Airbnb has backed calls for the creation of a digital regulator for the European Union after winning a landmark court case in the bloc that meant it could be classed as an online platform rather than a property agent.
The short-term home rental platform said a new watchdog should form part of the discussion around the EU’s proposed Digital Services Act, which aims to upgrade safety rules for digital platforms and services.
“While our thinking on this topic is still in its early stages… we are clear that we support calls for a single European oversight body for digital services,” said Chris Lehane, an Airbnb senior vice president, at a briefing in London.
Airbnb won its legal battle to remain exempt from onerous European property regulations in a landmark ruling by the EU’s top court last month.

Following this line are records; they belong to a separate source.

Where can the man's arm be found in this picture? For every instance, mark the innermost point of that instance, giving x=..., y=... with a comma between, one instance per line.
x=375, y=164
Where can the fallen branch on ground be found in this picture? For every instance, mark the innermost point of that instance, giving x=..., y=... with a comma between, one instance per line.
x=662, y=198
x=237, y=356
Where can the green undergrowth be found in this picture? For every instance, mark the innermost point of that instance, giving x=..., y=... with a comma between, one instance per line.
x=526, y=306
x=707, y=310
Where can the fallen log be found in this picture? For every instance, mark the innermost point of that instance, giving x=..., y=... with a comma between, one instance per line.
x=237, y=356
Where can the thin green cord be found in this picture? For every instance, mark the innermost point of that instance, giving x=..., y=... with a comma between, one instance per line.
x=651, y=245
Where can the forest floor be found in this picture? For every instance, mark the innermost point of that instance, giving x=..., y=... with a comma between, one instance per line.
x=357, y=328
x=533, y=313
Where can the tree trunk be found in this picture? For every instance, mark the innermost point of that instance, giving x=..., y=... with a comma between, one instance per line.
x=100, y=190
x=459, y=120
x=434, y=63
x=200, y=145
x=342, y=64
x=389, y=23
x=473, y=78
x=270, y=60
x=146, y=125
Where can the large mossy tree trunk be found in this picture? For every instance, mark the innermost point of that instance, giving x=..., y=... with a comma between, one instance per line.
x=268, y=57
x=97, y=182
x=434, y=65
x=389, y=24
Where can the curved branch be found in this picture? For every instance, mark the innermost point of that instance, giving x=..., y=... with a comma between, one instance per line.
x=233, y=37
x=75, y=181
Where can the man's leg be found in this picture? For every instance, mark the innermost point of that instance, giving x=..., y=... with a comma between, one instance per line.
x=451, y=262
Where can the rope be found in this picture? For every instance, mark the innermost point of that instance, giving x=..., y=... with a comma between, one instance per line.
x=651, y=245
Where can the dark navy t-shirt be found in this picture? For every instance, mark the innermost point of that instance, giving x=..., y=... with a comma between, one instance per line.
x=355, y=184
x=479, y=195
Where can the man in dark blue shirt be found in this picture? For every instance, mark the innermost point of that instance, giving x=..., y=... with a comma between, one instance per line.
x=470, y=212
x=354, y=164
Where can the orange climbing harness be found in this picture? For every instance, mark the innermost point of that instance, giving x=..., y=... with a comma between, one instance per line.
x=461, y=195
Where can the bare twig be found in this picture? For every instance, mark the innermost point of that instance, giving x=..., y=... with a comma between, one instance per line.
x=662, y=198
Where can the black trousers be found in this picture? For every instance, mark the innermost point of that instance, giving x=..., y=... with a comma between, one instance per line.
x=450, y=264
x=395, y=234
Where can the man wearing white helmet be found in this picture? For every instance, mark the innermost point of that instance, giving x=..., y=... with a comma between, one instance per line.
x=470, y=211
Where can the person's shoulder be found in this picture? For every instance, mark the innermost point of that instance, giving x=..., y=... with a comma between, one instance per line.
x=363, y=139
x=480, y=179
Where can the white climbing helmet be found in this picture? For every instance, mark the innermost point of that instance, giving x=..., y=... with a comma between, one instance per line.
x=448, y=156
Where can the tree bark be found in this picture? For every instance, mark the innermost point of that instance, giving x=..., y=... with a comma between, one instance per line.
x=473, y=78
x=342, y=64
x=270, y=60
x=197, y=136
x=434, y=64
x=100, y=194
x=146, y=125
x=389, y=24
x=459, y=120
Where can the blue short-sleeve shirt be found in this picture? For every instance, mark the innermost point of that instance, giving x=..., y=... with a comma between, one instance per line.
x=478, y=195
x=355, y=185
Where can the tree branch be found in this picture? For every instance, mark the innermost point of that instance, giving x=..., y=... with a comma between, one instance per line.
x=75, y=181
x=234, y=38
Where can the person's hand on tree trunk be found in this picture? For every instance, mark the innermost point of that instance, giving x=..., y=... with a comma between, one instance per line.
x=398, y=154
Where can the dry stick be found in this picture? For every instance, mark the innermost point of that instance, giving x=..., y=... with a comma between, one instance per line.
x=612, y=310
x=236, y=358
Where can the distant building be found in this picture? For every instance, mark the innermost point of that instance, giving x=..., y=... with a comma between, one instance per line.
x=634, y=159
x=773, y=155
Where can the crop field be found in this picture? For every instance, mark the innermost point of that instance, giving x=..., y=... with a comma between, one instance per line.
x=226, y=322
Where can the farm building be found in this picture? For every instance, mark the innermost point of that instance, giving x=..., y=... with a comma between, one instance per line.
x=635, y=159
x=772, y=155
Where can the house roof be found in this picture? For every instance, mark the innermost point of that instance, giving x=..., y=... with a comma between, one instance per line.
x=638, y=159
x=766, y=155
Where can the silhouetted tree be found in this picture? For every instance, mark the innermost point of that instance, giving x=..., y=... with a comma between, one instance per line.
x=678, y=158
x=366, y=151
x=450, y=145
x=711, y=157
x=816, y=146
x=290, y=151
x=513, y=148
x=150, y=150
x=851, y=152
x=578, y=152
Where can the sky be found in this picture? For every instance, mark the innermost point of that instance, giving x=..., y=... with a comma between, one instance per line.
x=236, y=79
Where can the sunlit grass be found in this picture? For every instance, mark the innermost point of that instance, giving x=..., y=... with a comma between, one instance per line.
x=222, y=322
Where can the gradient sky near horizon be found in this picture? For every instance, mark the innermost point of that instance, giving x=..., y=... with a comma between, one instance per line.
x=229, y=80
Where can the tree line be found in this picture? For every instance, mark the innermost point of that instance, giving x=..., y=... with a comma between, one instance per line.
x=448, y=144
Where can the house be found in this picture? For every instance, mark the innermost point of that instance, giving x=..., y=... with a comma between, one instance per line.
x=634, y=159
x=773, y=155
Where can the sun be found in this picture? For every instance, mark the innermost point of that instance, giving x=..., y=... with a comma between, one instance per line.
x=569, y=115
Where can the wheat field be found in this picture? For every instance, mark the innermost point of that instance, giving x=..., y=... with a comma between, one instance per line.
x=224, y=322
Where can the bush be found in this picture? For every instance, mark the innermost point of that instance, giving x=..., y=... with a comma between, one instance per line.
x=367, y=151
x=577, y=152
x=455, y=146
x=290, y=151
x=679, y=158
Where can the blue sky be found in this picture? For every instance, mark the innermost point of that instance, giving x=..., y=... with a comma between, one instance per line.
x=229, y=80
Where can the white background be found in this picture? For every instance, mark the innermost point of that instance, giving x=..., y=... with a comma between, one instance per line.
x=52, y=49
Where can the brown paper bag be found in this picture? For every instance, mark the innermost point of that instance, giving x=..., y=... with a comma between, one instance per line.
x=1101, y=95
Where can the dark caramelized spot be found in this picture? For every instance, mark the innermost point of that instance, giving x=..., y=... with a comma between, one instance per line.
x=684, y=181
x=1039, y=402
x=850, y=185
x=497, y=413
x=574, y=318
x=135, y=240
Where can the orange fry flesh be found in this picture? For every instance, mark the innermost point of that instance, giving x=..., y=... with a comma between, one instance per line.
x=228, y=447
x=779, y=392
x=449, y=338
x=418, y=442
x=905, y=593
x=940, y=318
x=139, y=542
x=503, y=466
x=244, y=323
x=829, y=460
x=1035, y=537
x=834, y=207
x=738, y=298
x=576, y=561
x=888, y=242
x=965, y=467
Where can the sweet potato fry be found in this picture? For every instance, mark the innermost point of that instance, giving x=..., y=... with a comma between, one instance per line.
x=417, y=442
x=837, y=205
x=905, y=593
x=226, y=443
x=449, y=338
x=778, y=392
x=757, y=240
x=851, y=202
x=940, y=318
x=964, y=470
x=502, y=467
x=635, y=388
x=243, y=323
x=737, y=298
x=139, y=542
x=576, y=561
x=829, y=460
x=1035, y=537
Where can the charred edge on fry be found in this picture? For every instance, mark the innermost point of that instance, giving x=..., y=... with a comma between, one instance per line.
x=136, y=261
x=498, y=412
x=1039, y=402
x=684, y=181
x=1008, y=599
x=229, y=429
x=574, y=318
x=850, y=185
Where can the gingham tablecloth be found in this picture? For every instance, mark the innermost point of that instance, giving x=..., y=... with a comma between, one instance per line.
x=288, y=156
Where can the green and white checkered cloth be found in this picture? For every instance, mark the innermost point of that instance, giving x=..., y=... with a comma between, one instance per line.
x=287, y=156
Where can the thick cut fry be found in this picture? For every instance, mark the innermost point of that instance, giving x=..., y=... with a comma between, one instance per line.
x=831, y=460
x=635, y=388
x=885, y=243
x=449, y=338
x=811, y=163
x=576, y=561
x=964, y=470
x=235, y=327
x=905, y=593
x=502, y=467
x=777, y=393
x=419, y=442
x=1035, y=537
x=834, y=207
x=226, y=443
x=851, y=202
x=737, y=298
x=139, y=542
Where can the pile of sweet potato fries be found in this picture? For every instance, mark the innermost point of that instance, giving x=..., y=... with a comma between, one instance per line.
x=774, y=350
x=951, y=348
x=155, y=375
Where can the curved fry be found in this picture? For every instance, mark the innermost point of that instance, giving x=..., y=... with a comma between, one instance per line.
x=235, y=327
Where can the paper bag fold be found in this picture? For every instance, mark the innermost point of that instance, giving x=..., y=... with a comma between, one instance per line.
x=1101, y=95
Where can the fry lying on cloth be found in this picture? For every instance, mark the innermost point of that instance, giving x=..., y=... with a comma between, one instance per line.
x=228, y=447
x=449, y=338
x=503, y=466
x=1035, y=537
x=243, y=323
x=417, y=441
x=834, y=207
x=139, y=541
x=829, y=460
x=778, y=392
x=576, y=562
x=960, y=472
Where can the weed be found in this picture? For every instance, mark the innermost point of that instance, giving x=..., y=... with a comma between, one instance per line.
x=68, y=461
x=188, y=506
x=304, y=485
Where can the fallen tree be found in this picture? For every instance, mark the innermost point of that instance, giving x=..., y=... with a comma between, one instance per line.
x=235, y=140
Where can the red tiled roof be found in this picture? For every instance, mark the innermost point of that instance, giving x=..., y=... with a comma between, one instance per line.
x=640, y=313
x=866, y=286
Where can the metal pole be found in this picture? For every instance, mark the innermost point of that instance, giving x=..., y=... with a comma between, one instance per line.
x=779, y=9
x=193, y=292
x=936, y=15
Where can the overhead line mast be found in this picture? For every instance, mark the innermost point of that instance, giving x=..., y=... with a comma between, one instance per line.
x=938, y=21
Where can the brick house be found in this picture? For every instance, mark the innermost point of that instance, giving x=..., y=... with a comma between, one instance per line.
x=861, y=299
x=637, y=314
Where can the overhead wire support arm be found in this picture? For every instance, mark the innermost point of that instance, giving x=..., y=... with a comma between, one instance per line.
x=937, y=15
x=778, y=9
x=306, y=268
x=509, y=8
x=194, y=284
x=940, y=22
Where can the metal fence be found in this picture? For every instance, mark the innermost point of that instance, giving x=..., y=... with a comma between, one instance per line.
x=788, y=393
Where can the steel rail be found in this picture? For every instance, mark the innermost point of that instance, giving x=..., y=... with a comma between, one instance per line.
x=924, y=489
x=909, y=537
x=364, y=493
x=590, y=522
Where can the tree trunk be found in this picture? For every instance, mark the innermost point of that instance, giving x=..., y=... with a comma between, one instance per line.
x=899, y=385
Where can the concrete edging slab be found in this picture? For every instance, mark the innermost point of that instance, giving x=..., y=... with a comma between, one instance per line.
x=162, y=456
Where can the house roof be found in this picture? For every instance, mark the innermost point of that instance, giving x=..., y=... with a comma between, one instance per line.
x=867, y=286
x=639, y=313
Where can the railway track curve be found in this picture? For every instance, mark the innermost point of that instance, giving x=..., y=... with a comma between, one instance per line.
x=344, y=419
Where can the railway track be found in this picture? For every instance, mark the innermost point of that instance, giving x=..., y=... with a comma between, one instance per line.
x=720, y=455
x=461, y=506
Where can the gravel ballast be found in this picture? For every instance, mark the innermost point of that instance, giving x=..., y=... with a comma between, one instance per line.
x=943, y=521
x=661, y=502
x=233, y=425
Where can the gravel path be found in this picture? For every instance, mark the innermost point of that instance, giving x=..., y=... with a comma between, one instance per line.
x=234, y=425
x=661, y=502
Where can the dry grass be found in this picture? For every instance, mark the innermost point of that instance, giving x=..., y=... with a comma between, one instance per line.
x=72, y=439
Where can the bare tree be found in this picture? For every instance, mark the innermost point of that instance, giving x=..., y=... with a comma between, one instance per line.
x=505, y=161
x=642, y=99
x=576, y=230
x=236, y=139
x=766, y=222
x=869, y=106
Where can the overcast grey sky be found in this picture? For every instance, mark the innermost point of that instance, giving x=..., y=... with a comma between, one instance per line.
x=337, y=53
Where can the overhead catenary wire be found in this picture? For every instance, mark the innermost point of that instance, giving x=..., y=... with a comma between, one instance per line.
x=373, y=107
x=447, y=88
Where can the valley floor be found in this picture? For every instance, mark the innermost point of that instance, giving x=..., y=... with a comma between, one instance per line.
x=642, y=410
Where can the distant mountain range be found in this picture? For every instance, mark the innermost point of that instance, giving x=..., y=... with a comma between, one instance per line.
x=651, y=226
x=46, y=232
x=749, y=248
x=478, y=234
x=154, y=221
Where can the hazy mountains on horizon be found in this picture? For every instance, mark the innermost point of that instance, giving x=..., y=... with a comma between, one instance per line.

The site’s rapid growth over the past decade has posed a challenge for the traditional hotel industry, as well as local authorities across the globe.
Authorities in New York, Amsterdam, Berlin, and Paris have all accused the company of worsening housing shortages in their cities and pushing out lower-income residents.
Airbnb says that it, cities, hosts and customers would all benefit from better regulation of the sector.
“We strongly believe that housing policy and regulations of short-term rentals within that does need to take place at the local level,” Lehane said at this morning’s briefing.
Writing to European cities to announce the company’s support for a new regulator, Lehane said a new body could help ensure regulation in the sector was consistent and trusted, and would be able to mediate disputes.
He added that Airbnb would announce a partnership to provide cities with independently-published data on the impact of short-term rentals within Europe, and wanted to work on improved ways to collect tourist taxes from guests.
Airbnb announced last year that it would introduce new global safety measures following a fatal Halloween shooting at an Airbnb rental in California. These include a ban on so-called party houses, a 24/7 hotline, and a review of “high risk reservations”.